Audit testing of all invoices for fiscal years 2012-13 to 2014-15 indicated that more than half of the payments were received beyond the timeline established in the Agreements. Specifically, 57% of payments were received after invoice due dates. On average, these late payments were being received 23 days after their respective due dates. ***
Ensuring receipts are promptly deposited and the account is cleared is another important step in the revenue collections process. If accounts are not cleared promptly, the TEAM outstanding balance report is affected, impacting the ability of regional finance groups to confidently follow-up with clients who appear to have not made their payments. Audit testing of the deposit clearing process indicated that 90% (182 of 202) of payments were deposited to a financial institution seven days or less after payment had been received and 87% (177 of 202) of payments were cleared (credited against the customer account in TEAM) in 30 days or less. Overall, the deposit clearing process was assessed to be sufficiently timely to ensure that only truly outstanding payments were flagged for follow up by NHQ Financial Management. ***
The Agreements provide for a dispute resolution mechanism which can be invoked by either contract signatory in case of a disagreement in the interpretation of the Agreements. As per article 23 of the Agreements, steps to follow and timelines for resolution exist, but they have to be initiated by either the Department of Public Safety or the contract clients. ***
Financial management groups at both NHQ and in the Divisions use the Debit/Credit file to track overdue balances on contract policing invoices. Consistent with internal control requirements, since January 2015, NHQ Financial Management generates a monthly report of accounts receivable outstanding for over 60 days from the Debit/Credit file, which is sent to regional/divisional financial officers for follow up with PTs. Audit testing indicated that consistent with internal control requirements, the Debit/Credit file is reconciled to TEAM records by NHQ Financial Management on a monthly basis. ***
This TB Guideline applies to federal departments and agencies and to amounts owing by Crown corporations and provincial and foreign governments. *** It also affects the RCMP's assessment against the Treasury Board Management Accountability Framework if there are outstanding amounts not collected.

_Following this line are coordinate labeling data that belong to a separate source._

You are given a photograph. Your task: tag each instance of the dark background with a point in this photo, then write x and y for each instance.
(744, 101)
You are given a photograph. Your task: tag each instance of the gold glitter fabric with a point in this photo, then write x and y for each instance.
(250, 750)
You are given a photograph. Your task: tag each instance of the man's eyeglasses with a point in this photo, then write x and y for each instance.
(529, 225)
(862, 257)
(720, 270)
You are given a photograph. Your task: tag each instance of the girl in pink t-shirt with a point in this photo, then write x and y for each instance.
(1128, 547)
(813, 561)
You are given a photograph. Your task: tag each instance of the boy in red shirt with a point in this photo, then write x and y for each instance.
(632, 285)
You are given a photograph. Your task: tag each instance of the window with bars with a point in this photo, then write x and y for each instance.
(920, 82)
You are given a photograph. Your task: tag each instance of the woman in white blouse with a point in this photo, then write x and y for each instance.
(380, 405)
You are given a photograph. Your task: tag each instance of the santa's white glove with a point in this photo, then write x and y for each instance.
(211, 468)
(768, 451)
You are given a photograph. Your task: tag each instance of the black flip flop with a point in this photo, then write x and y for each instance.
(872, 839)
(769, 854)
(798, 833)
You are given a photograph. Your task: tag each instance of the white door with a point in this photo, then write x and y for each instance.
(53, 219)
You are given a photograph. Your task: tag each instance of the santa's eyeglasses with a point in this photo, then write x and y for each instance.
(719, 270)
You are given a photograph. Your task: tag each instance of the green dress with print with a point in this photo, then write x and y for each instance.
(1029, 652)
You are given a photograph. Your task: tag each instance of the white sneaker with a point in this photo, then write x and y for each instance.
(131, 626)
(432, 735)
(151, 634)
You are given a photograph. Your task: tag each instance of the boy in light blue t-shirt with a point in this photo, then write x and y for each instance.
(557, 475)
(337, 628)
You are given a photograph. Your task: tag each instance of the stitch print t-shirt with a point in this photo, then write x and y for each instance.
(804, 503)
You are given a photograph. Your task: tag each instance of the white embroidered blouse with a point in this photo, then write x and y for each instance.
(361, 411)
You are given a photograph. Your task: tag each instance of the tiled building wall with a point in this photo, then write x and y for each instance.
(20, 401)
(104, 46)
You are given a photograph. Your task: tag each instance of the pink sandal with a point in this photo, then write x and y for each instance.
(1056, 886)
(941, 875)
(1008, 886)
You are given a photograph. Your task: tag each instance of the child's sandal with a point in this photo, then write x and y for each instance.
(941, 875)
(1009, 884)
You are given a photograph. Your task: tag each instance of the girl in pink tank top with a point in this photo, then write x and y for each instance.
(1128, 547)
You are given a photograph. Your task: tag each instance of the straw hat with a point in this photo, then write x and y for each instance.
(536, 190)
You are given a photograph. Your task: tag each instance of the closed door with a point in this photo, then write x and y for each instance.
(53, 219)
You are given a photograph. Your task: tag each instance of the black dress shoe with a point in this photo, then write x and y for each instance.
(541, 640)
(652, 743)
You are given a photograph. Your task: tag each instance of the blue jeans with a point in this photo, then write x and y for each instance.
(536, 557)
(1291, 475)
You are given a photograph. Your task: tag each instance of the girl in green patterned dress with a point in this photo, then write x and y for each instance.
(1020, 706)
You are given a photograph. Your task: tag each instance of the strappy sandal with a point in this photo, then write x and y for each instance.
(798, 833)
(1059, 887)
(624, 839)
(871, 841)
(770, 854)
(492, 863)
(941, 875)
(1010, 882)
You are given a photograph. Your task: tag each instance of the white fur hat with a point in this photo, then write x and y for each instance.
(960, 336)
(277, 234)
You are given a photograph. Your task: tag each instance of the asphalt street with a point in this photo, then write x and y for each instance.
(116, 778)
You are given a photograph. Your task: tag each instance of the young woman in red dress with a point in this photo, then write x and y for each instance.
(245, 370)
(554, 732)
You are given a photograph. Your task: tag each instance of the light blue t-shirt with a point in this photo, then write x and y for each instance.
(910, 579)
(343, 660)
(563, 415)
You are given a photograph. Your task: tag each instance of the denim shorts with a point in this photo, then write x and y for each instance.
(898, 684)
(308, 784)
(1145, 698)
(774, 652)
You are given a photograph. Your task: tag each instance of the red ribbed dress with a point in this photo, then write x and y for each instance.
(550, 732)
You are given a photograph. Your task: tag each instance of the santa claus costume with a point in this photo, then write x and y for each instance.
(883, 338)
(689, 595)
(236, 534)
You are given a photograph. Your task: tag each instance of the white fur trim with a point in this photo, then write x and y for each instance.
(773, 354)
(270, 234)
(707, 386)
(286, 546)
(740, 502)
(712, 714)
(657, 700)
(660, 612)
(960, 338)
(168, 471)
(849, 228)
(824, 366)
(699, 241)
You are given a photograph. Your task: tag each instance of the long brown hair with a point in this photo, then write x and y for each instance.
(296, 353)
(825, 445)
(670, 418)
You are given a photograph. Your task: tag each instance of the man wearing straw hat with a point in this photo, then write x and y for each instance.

Based on the audit results, forecasting processes in place are reasonable to estimate contract policing costs and billing was consistent with PTs confirmed budgets. Overall, a reasonable cost allocation method is applied to support invoicing. Additionally, revenues collected are generally consistent with the Agreements.
Opportunities for improvement exist in a few areas. *** Common tools to calculate Div Admin costs would help ensure consistency, and documented procedures for the year-end reconciliation would help ensure efficiency, consistency and sustainability of this process. ***
- The CFAO should ensure that common tools to calculate Div Admin costs are developed in collaboration with regional/divisional finance groups with oversight from NHQ Financial Management.
- The CFAO should ensure that existing procedures supporting the year-end reconciliation are documented to help ensure the efficiency, consistency and sustainability of this process.
Appendix A – Audit objectives and criteria
Objective:The objective of this audit engagement is to assess whether appropriate and complete costing information is gathered; a reasonable cost allocation methodology is applied; and revenues collected are consistent with the terms negotiated in the Provincial and Territorial Police Service Agreements (PTPSA).
Criterion 1:The RCMP has appropriate forecasting information to support the amounts invoiced quarterly to provinces and territories.
Criterion 2: Actual costs for policing services are reconciled and billed at year-end in accordance with the terms negotiated in the PTPSAs.
Criterion 3: An efficient process is in place to manage the collection of contract policing revenues.